A tour in theatres followed in various legs until 1993.
The title, Le nuvole, draws from Aristophanes’s satire M"’Œai (Nephelai),
literally translated in English as The Clouds and in Italian as Le nuvole. However,
unlike Aristophanes’ clouds which refer to the Sophists, De André’s refer to the
powerful people who, doing as they please, hang over the common people:
le mie Nuvole sono . . . da intendersi come certi personaggi ingombranti e incombenti
nella nostra vita sociale, politica ed economica; sono tutti coloro che hanno terrore del
nuovo perché potrebbe sovvertire le loro posizioni di potere. Nella seconda parte
dell’album si muove il popolo, che quelle Nuvole subisce senza dare nessun evidente
segno di protesta. (De André in Harari, 2001: 150)

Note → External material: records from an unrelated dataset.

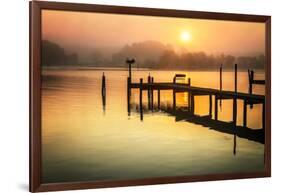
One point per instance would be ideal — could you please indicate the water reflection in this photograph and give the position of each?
(81, 142)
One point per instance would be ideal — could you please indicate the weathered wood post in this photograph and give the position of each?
(189, 95)
(192, 104)
(251, 85)
(174, 95)
(141, 110)
(129, 95)
(158, 95)
(234, 144)
(216, 107)
(235, 98)
(148, 91)
(130, 62)
(103, 91)
(152, 80)
(220, 82)
(245, 113)
(210, 106)
(263, 115)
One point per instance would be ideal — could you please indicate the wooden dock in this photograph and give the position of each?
(215, 95)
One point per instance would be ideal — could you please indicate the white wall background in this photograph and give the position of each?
(14, 95)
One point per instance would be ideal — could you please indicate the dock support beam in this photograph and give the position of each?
(192, 104)
(210, 106)
(189, 95)
(220, 82)
(235, 99)
(158, 95)
(174, 96)
(141, 110)
(148, 91)
(151, 90)
(129, 95)
(245, 113)
(263, 115)
(216, 107)
(103, 92)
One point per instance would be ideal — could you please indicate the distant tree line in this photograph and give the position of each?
(54, 55)
(150, 54)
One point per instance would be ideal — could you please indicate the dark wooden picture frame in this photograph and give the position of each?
(35, 93)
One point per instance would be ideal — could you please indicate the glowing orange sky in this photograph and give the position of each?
(93, 30)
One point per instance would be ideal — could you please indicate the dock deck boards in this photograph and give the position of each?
(181, 87)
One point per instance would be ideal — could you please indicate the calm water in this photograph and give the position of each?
(83, 141)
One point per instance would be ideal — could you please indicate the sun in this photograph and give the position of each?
(185, 36)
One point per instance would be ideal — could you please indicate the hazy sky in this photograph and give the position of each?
(80, 30)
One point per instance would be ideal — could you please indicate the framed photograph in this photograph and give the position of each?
(123, 96)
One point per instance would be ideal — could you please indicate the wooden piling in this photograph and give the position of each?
(189, 95)
(129, 95)
(210, 106)
(263, 115)
(103, 86)
(158, 95)
(221, 77)
(148, 92)
(151, 90)
(103, 92)
(220, 83)
(192, 104)
(235, 78)
(234, 144)
(245, 113)
(216, 107)
(174, 96)
(234, 118)
(141, 110)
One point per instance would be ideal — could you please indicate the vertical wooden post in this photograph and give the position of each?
(250, 81)
(245, 113)
(103, 91)
(235, 99)
(220, 82)
(189, 95)
(141, 110)
(192, 104)
(235, 78)
(263, 115)
(148, 91)
(221, 77)
(152, 105)
(130, 70)
(216, 107)
(210, 106)
(234, 144)
(251, 91)
(174, 96)
(129, 95)
(158, 99)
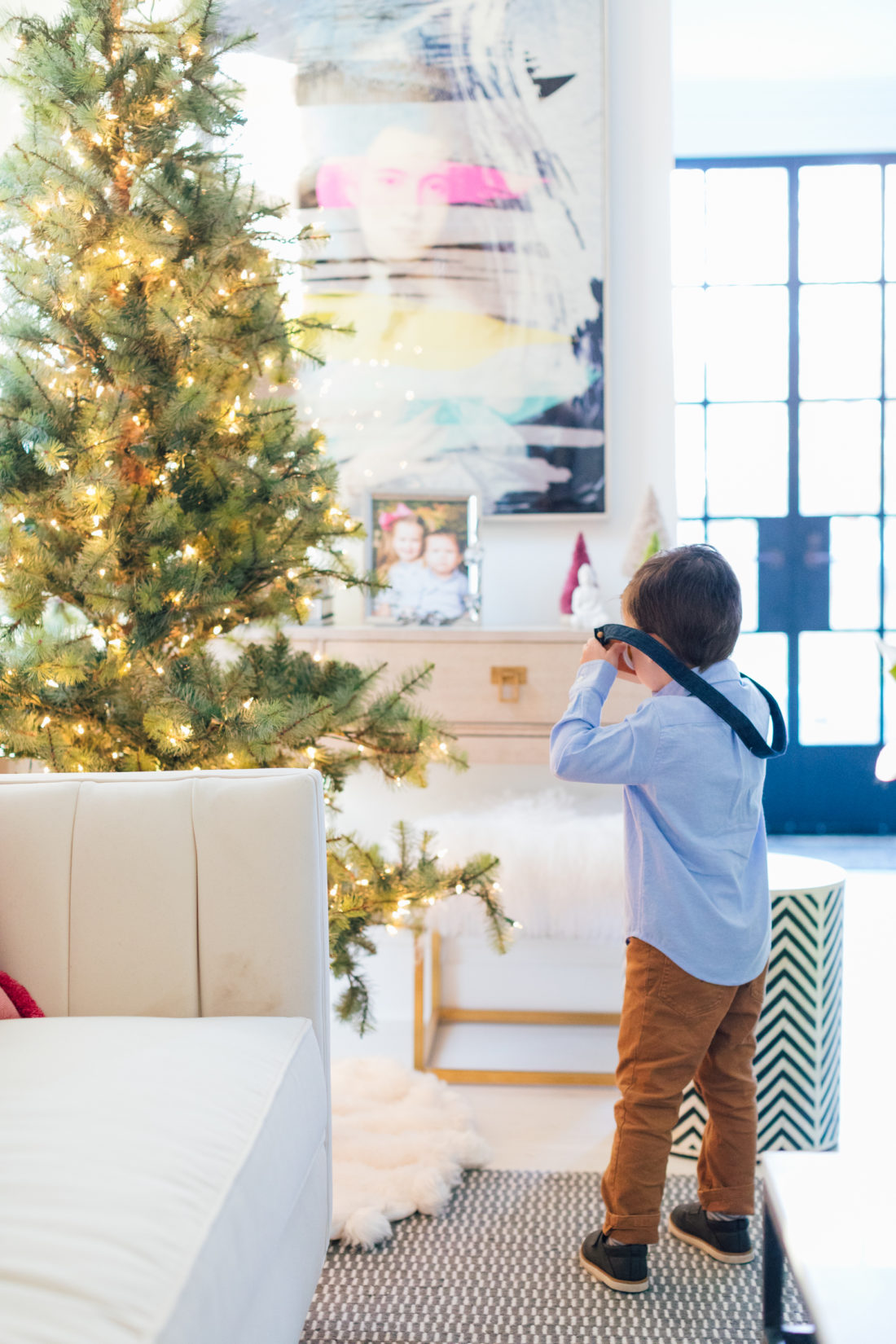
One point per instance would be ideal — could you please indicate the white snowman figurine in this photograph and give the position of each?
(587, 605)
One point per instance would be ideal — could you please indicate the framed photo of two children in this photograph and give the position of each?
(424, 554)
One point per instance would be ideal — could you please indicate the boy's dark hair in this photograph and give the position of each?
(691, 599)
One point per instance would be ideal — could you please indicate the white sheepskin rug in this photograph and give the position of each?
(401, 1141)
(562, 870)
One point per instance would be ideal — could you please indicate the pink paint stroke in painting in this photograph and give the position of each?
(457, 184)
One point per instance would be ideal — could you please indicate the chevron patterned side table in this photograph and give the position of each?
(798, 1033)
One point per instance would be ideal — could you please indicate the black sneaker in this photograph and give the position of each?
(624, 1267)
(727, 1242)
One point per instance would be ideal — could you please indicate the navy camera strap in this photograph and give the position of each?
(697, 686)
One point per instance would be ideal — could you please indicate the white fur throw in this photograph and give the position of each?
(562, 872)
(401, 1141)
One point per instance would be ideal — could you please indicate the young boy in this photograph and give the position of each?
(697, 910)
(445, 585)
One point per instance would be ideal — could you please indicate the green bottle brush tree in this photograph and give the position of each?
(157, 491)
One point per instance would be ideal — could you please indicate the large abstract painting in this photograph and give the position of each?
(455, 152)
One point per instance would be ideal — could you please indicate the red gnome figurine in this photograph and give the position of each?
(579, 558)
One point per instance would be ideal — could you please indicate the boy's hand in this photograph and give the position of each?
(595, 651)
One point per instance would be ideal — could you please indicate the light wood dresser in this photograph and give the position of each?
(500, 690)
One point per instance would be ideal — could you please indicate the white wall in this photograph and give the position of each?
(784, 77)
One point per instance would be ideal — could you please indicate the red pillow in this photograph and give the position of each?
(16, 998)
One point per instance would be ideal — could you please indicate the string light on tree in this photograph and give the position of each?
(190, 502)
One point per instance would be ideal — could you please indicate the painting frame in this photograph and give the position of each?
(451, 512)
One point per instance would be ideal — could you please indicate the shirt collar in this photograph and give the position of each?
(724, 671)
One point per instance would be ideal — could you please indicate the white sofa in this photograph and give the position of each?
(165, 1170)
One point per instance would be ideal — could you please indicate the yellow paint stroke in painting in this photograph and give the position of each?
(428, 337)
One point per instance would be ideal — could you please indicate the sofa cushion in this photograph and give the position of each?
(148, 1171)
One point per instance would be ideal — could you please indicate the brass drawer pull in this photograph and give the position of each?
(508, 682)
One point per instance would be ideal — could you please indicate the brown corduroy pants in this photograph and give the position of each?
(676, 1029)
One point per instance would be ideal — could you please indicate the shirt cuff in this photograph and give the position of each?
(597, 675)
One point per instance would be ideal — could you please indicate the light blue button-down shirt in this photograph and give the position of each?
(696, 862)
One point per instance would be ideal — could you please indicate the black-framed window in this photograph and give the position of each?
(784, 304)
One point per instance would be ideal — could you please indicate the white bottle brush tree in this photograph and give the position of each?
(156, 487)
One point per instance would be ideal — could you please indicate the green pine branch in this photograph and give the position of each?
(159, 492)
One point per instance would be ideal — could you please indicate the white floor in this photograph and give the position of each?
(571, 1128)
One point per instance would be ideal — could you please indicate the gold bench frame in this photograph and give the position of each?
(424, 1030)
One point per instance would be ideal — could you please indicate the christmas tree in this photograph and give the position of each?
(157, 491)
(579, 558)
(648, 535)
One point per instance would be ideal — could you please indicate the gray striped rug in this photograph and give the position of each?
(501, 1265)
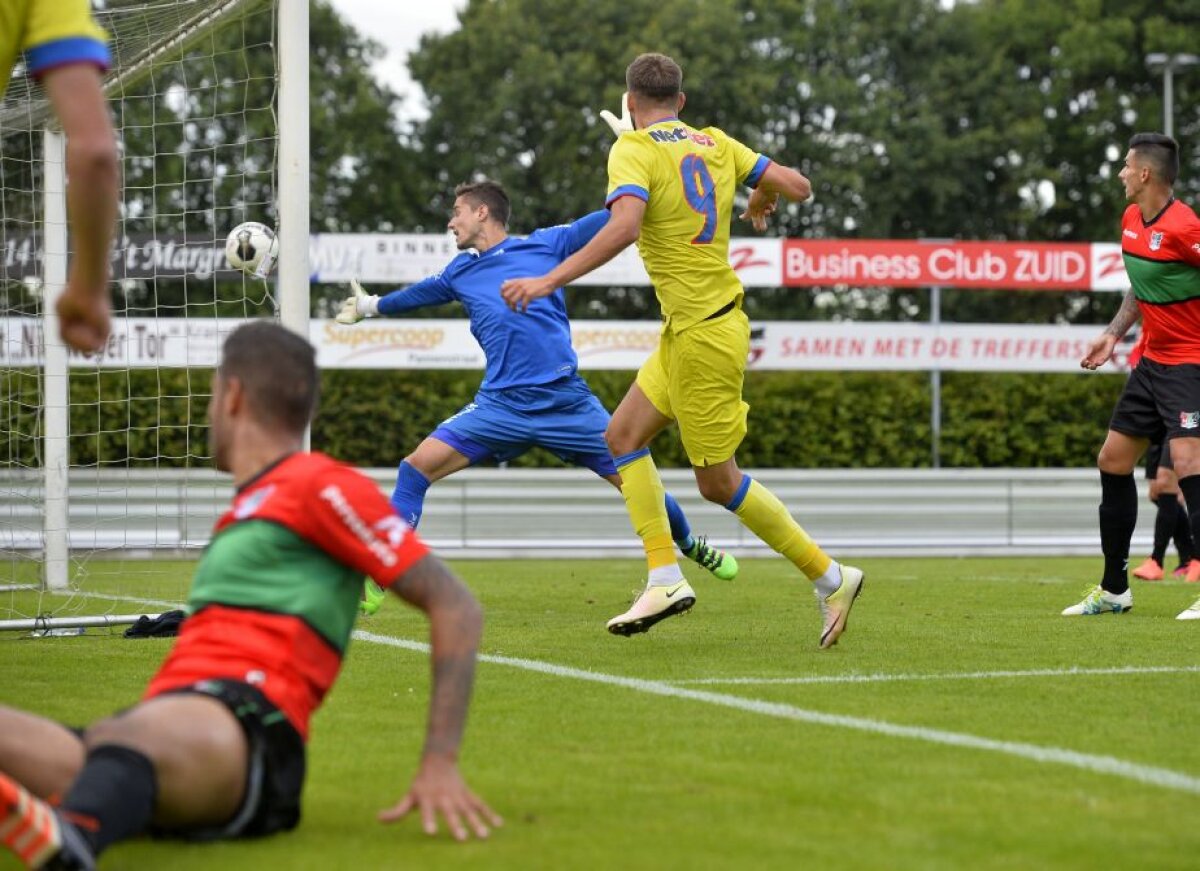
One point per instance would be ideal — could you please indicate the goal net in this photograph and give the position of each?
(103, 458)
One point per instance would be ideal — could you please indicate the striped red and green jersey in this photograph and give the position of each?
(276, 593)
(1162, 258)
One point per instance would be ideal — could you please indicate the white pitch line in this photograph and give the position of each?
(1152, 775)
(951, 676)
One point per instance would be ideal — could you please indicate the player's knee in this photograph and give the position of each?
(717, 490)
(618, 442)
(1114, 462)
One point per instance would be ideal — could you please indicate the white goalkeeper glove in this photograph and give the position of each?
(360, 305)
(619, 125)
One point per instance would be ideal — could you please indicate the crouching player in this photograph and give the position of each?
(216, 746)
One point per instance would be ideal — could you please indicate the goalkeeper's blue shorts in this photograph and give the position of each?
(564, 416)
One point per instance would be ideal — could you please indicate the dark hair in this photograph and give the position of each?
(654, 76)
(1162, 152)
(277, 370)
(490, 193)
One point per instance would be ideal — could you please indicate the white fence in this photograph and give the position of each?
(569, 512)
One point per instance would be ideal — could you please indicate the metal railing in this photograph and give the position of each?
(570, 512)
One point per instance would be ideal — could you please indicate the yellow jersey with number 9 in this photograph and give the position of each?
(51, 32)
(687, 178)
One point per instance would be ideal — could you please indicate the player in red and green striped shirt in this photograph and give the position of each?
(216, 746)
(1161, 245)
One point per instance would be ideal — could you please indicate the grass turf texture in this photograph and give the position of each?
(589, 775)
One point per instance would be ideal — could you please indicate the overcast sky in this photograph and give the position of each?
(399, 28)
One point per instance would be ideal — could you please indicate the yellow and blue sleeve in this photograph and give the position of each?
(60, 32)
(748, 164)
(629, 174)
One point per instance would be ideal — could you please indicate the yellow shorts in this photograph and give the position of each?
(695, 377)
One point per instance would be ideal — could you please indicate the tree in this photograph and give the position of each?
(913, 119)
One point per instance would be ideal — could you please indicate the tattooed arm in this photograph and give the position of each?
(1101, 349)
(455, 628)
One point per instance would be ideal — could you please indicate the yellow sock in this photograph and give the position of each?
(643, 498)
(766, 516)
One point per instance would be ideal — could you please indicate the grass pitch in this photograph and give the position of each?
(961, 722)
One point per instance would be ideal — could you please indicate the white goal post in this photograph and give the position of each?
(210, 101)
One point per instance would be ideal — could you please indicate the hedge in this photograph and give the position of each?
(797, 419)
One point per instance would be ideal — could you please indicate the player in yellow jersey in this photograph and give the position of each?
(65, 49)
(671, 190)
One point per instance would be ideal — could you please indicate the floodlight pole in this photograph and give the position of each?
(1168, 64)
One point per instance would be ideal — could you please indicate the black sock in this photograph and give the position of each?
(1182, 536)
(1164, 524)
(1191, 488)
(1119, 516)
(113, 797)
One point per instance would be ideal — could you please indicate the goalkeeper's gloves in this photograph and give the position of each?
(619, 125)
(360, 305)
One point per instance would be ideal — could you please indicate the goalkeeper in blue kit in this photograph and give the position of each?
(532, 394)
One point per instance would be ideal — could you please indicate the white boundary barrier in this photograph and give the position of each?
(571, 514)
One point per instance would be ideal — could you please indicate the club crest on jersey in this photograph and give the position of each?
(249, 504)
(394, 529)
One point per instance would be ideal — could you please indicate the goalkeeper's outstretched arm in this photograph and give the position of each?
(359, 305)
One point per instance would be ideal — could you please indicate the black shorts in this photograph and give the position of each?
(1159, 402)
(276, 769)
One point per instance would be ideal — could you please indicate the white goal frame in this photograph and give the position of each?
(293, 232)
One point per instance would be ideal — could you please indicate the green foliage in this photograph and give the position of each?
(913, 118)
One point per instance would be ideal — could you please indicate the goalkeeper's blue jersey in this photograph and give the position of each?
(522, 349)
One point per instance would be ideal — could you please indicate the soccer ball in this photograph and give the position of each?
(252, 248)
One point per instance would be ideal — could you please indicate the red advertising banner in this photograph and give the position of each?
(894, 263)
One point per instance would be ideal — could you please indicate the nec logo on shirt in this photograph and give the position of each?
(681, 134)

From Aristophanes De André borrowed not only the title but also the satiric
genre. The focus of the singer’s satire is a society that underwent radical change
during the 1980s. After almost two decades of social turmoil and political protests, Italy experienced the so-called riflusso: a shift from social engagement
towards personal and group interests. The country that in the 1960s and 1970s
was the most politicized in Europe experienced in the 1980s the deepest rejection
of collective values (Crainz, 1996: 245). The institutional innovations seemingly
announced by the students’ and workers’ movements failed to materialize, and
the 1980s proved a period of political restoration (Ginsborg, 1998: 259–290). In
the second half of the 1970s, the Partito Comunista Italiano’s (PCI) steady loss of
voters among the younger generation was symptomatic of the disenchantment
with the ideology that sustained previous social battles (Crainz, 2003: 581–582,
586–587). The social revolution had failed, and with it any hope for change.
Collective efforts turned into individualistic ones, which found support in a
favorable economic turn (Crainz, 2003: 590–591). Exports boosted the economy
(Ginsborg, 1990: 409) and some traditional Italian crafts turned into industries
that produced world-renowned status symbols. The hedonistic attitude of this
period thrived at the expense of socio-political participation. Many left-wing
party and movement activists disavowed their past and embraced new ‘go-getting’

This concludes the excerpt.